Pakistan’s entry into America’s war on terror – a euphemism for its imperial war – was not voluntary. Pakistan initially refused to be dragged into this war but reluctantly agreed after Washington threatened the then military ruler Pervez Musharraf that his country would be bombed back to the Stone Age if it did not join the war.
Since then, the United States and Pakistan have been maintaining an uneasy partnership. The past nine years of US-Pakistan partnership have seen Washington accusing Pakistan of not doing enough in the war on terror. Some US generals and officials even alleged that a section of Pakistan’s intelligence agency, the Inter-Service Intelligence, maintained close relationship with the Taliban and gave them advance warning of US moves.
Pakistan would respond by pointing out that thousands of Pakistani soldiers have laid down their life in the war on terror – more than any other country in the US-led alliance. It would eat the humble pie because it knows antagonising the United States would mean strengthening of US ties with India.
Of course, Pakistan benefited by joining the war. The US has been pumping in billions of dollars to keep Pakistan’s economy afloat. But the damage far outweighs the benefits. Pakistan is more unstable today than it had been before the US war on terror. Its defences on its eastern and southern borders with India have been weakened because of the deployment of troops on the Western border to fight the Taliban. Prior to the war, only a handful of Pakistanis could be labelled as extremists, but today the extremists’ ranks swell by the day. Before the war, Afghanistan had a pro-Pakistan government. But today, it has a pro-Indian government.

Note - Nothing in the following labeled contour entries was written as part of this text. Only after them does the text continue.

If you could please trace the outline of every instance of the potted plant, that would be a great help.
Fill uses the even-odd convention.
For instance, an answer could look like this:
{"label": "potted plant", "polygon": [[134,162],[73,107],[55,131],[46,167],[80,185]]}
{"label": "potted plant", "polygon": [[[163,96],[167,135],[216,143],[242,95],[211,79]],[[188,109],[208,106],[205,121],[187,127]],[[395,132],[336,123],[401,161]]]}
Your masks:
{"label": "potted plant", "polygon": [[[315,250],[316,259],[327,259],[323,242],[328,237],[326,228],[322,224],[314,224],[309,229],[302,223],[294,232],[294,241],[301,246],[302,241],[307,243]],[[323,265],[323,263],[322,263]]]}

Given the servile behaviour of the Pakistani government in the past, its decision to close down the supply road may have taken the US by surprise. Probably the government took the decision on the advice of the army, a powerful institution in Pakistan’s politics.

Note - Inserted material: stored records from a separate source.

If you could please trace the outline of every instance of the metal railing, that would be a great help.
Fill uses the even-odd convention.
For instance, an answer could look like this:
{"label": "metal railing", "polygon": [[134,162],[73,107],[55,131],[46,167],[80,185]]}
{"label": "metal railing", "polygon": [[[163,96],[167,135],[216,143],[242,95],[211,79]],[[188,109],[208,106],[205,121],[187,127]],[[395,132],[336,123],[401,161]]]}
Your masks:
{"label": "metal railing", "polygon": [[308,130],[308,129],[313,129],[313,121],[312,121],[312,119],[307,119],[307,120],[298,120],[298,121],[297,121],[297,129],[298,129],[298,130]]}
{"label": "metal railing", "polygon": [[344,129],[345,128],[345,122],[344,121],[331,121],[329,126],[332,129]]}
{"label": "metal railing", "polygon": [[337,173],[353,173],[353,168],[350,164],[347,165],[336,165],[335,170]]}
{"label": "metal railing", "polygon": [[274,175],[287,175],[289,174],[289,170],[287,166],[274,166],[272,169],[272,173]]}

Apparently shaken by the dramatic developments in Pakistan, the US tried to link the increased attacks on Taliban targets in Pakistan to an alleged plot by terrorists to attack Europe. The drone attacks also came in response to Pakistan’s refusal to launch a full-scale assault on Taliban militia in flood-ravaged Northern Waziristan.
But the violation of Pakistan’s territorial integrity by US and NATO forces has made Pakistanis ask whether their government has sold the country’s sovereignty wholesale to the Americans. They also fear that such incursions could be a precursor to a major invasion of Pakistan, the only Muslim country with nuclear weapons. Under pressure, the weak and unpopular Pakistani government was forced to act tough. It made use of its ultimate trump card – closing its main supply routes to Afghanistan.

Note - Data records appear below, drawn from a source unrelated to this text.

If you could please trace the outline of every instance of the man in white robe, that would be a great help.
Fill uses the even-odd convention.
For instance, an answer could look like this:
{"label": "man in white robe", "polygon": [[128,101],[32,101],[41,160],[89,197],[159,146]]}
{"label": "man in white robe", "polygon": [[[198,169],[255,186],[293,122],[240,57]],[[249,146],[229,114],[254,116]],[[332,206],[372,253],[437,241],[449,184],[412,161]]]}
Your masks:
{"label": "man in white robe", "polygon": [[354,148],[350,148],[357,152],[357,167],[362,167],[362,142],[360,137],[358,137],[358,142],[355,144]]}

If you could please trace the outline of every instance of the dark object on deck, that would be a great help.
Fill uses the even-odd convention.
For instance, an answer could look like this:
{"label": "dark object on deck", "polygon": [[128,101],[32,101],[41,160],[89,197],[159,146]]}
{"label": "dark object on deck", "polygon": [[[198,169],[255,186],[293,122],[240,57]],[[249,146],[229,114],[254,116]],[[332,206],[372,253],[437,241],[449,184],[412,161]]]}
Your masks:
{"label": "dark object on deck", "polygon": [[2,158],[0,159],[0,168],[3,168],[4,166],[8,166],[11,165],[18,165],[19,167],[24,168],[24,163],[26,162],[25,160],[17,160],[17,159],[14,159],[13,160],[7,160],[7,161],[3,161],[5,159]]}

The usually tight security along the road was mysteriously slackened, inviting attacks on tankers and trucks that were stranded after the roads were closed.
Pakistani Foreign Office spokesman Abdul Basit said the border crossing would be reopened only after “public anger eases”. The US which initially insisted that the attack on the check post was an act of self defence, apologized on Wednesday, saying American pilots mistook the Pakistani soldiers for insurgents they were pursuing.
If the supply routes remain closed for months, the US will have no choice but to end its military operations in Afghanistan. The alternative route is via Uzbekistan. But a resolution of the Shanghai Corporation Organisation prevents Uzbekistan from hosting US facilities on its soil.
With the US getting bogged down in the Afghan quagmire, the war against al-Qaeda and the Taliban will apparently not go according to the US plan. President Obama has set 2011 as the year of withdrawal of troops from Afghanistan. Does this mean, the US will leave Afghanistan with the job unfinished? Or will the US send its troops to neighbouring Pakistan in the coming months?